São cerca de sete e vinte e sete agora e já não é mais tão cedo quanto outrora (há cerca de uma hora). Vânia e tio Cláudio já acordaram e um cheiro inebriante, forte e matinal de café exala pelo apartamento. O café de Vânia é ótimo, ou pelo menos parece ser pelo cheiro. Ontem tomamos com leite, então não dá para fazer avaliação precisa, mas, como exímio apreciador e colecionador de cafés, posso afirmar com toda a certeza que está entre os bons.

Tio Cláudio acaba de sair do banho e procura seu cinto. Derrubou meu telefone no chão, que vibrou como se manifestasse desgosto. Na verdade ele não para de vibrar desde que cheguei a Salvador. Mas nunca é uma mensagem nem ligação. Geralmente ele faz isso mesmo, como pressentisse o sinal de alguma dessas duas coisas, mas nunca com essa intensidade (digamos, de cinco em cinco minutos). Algo (isto) me diz que alguma mensagem está viajando quilômetros e quilômetros de distância para mim. Ou não.

Acho que foi o celular que despertou tio Cláudio, que despertou Vânia, ou não. "Vem ver, Devana". A TV de LCD fica no quarto dele, e estava passando uma espécie de "Balanço Geral” de Salvador. Na tela, uma manifestação para que demolissem um casarão. Fizeram uma barricada com pedações de madeira, tábuas, pés de cama e tal, e a polícia dizendo: "Manifestem, mas não incomodem!". Lembrei da manifestação "educada” em São Sebastião. Mas não sei por que aqui a coisa tem um ar mais orgânico, com um certo glamour de naturalidade, ou sei lá. Vai ver que é porque eu não sou daqui. Ver isso logo no primeiro dia me deu impressão de que isso acontece quase todo dia.

Enquanto fazia meus rituais matinais nada sagrados, ouvia o som da TV fazendo as narrativas da manifestação e achava muito engraçado. O som era meio vago e distante, afinal vinha do quarto de tio Cláudio, que tinha despertado com o barulho celular, mas de qualquer forma ele ia acordar mesmo.
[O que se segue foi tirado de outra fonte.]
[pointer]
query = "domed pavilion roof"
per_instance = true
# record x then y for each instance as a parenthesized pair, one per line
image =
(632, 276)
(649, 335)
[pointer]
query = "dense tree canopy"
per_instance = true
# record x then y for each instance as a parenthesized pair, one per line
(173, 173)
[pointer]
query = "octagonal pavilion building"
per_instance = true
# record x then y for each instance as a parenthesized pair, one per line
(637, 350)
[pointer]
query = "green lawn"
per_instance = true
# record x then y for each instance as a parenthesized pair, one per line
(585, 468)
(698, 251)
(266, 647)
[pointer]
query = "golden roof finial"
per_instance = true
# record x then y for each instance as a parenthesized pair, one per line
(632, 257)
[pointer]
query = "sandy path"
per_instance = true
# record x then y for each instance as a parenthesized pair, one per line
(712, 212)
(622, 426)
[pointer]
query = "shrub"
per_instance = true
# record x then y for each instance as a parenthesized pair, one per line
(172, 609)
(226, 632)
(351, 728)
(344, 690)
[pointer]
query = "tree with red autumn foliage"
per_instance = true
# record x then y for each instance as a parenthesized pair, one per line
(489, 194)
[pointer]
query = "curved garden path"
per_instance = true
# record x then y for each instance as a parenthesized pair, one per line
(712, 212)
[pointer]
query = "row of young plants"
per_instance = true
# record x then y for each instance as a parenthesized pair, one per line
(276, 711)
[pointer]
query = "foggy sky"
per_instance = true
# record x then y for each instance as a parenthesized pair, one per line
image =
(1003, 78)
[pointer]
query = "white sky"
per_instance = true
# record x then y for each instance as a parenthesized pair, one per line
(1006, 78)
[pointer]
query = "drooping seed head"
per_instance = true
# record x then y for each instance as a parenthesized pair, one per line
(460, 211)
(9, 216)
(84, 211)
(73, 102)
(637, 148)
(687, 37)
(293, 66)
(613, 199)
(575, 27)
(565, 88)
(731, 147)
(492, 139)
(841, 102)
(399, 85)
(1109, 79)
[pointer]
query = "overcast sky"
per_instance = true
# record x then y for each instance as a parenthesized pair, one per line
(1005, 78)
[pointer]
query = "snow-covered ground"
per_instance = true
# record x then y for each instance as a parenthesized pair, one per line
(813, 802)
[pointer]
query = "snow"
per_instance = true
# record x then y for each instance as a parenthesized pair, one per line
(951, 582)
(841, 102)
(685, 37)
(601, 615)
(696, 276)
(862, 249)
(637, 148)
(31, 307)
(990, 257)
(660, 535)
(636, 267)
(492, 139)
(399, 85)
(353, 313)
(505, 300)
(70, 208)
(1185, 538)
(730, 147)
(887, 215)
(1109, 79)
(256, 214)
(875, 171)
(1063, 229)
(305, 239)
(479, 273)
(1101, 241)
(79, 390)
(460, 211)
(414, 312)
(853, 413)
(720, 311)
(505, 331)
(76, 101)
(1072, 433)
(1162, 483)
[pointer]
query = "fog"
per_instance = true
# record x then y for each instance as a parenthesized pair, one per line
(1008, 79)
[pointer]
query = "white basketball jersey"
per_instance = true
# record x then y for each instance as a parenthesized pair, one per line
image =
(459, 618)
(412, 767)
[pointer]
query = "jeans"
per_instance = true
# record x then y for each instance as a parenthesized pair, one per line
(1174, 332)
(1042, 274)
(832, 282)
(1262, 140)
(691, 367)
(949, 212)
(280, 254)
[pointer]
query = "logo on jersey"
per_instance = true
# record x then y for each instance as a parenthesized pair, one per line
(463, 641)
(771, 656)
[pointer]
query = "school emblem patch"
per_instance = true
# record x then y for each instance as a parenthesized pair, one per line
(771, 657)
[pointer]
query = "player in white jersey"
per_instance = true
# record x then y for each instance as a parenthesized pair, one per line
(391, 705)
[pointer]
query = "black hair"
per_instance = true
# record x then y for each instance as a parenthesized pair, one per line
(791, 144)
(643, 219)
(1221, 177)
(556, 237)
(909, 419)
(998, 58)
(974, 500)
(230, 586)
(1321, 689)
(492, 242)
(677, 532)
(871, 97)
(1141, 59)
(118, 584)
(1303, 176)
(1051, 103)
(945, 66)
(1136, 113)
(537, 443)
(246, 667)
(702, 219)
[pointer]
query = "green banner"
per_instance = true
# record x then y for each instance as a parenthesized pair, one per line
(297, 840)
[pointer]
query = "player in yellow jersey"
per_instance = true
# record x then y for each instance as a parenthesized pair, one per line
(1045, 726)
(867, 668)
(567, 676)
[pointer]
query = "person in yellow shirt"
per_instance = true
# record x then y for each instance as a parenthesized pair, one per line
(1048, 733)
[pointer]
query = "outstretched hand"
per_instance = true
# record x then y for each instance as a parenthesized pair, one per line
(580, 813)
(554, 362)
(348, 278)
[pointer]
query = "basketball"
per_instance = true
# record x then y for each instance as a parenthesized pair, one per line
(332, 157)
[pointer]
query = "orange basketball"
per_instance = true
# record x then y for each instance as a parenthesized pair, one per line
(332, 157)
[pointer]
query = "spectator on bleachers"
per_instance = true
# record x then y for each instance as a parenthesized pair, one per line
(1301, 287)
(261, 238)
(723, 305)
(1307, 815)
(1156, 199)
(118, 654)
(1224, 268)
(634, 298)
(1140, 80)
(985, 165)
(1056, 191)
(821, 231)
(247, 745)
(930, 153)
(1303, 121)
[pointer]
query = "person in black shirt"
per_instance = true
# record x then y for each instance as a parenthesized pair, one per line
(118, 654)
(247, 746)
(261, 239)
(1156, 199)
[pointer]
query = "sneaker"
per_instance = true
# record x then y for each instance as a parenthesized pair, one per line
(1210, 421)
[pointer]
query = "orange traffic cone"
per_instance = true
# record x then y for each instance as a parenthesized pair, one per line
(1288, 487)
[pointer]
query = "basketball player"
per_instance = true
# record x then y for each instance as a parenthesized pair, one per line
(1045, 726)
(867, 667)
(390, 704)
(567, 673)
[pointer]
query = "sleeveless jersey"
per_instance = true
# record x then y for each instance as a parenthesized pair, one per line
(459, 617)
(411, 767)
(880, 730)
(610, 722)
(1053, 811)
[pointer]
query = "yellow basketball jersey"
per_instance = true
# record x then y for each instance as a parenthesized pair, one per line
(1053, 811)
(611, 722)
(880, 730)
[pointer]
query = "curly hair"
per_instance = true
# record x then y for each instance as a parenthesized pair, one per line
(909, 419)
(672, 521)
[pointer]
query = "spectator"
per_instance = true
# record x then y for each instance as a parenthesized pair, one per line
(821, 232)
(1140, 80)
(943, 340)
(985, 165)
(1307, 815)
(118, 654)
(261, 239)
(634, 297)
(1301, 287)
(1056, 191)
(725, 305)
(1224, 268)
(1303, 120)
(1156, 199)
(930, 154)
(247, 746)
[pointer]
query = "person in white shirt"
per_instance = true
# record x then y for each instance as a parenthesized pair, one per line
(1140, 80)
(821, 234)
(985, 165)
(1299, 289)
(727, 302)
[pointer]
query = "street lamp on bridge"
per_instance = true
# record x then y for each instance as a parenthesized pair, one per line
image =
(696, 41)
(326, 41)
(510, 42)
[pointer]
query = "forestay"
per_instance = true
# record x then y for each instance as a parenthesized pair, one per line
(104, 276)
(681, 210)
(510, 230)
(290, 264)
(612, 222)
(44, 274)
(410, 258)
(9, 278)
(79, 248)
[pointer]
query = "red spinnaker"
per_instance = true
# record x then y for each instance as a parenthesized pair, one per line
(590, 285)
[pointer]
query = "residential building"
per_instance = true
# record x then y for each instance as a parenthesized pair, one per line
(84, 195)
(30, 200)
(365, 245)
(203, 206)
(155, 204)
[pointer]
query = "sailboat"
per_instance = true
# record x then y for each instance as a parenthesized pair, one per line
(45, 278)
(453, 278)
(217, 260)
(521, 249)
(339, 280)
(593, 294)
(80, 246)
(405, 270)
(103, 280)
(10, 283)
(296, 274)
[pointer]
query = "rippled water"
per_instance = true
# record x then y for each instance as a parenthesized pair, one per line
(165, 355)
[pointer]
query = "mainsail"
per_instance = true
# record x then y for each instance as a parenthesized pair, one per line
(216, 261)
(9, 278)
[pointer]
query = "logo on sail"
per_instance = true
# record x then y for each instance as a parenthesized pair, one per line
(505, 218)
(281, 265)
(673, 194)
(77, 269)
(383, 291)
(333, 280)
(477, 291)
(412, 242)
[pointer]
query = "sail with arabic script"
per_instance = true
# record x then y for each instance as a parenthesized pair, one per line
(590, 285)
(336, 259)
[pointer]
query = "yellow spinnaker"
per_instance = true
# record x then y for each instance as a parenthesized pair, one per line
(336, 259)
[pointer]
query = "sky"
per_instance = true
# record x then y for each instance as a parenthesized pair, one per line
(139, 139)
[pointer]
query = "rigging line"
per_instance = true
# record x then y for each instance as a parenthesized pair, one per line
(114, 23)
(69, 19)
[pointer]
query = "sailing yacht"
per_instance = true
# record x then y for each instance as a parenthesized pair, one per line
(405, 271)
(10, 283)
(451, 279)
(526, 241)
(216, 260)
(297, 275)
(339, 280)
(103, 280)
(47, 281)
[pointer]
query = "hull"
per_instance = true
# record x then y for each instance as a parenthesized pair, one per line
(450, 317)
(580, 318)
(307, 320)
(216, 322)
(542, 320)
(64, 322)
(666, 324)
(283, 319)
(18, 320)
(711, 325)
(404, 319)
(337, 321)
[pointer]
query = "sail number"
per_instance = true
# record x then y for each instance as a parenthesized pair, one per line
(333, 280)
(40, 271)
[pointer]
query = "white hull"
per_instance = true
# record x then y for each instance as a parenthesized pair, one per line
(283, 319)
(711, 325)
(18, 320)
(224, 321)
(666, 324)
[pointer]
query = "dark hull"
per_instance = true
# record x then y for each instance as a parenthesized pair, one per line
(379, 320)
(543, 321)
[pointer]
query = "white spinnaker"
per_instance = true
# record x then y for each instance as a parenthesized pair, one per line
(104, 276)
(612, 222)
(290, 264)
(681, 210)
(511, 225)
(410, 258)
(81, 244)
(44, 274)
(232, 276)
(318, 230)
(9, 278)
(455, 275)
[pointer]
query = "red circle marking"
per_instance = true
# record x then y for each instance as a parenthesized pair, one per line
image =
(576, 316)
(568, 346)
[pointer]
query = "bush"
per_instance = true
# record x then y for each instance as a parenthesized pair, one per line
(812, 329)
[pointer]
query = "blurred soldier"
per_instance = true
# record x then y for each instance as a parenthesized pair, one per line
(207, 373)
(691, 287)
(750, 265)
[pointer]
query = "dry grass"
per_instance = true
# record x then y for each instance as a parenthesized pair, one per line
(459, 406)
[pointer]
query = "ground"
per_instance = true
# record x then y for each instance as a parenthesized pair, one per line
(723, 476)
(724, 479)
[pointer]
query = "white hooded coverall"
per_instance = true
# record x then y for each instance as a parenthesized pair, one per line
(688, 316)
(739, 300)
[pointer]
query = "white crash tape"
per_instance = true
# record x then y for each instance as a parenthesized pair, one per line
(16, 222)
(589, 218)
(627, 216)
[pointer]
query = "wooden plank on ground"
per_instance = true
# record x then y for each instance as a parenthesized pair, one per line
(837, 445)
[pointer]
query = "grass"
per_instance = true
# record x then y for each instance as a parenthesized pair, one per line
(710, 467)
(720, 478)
Não sei por que, sempre que estou na casa de alguém, eu acordo muito, muito cedo, com o nascer do sol. Não é por causa do sol nem nada. Não sei o que é. Uma magia qualquer. Tenho o hábito de dormir pelas tantas da madrugada e acordar, no mínimo, meio dia, mas na casa de alguém, não importa o quão tarde eu durma, antes das sete eu desperto, e quase sempre antes dos anfitriões. Acordei e fiquei olhando pela janela, corrida, de blindex, com um céu deslumbrante. Ou eu que sou besta mesmo, diria isso de qualquer céu, mas afinal o céu é sempre bonito, mas cada um tem um sabor especifico. É que nem café. Sempre se há de elogiar um café. A janela dá para os fundos do apartamento, onde tem um monte de prediozinhos, um pouco ao longe um descampado onde estacionam alguns caminhões. Mas olhando para baixo, as múltiplas camadas vão se sucedendo em níveis variados até o chão, que não vemos.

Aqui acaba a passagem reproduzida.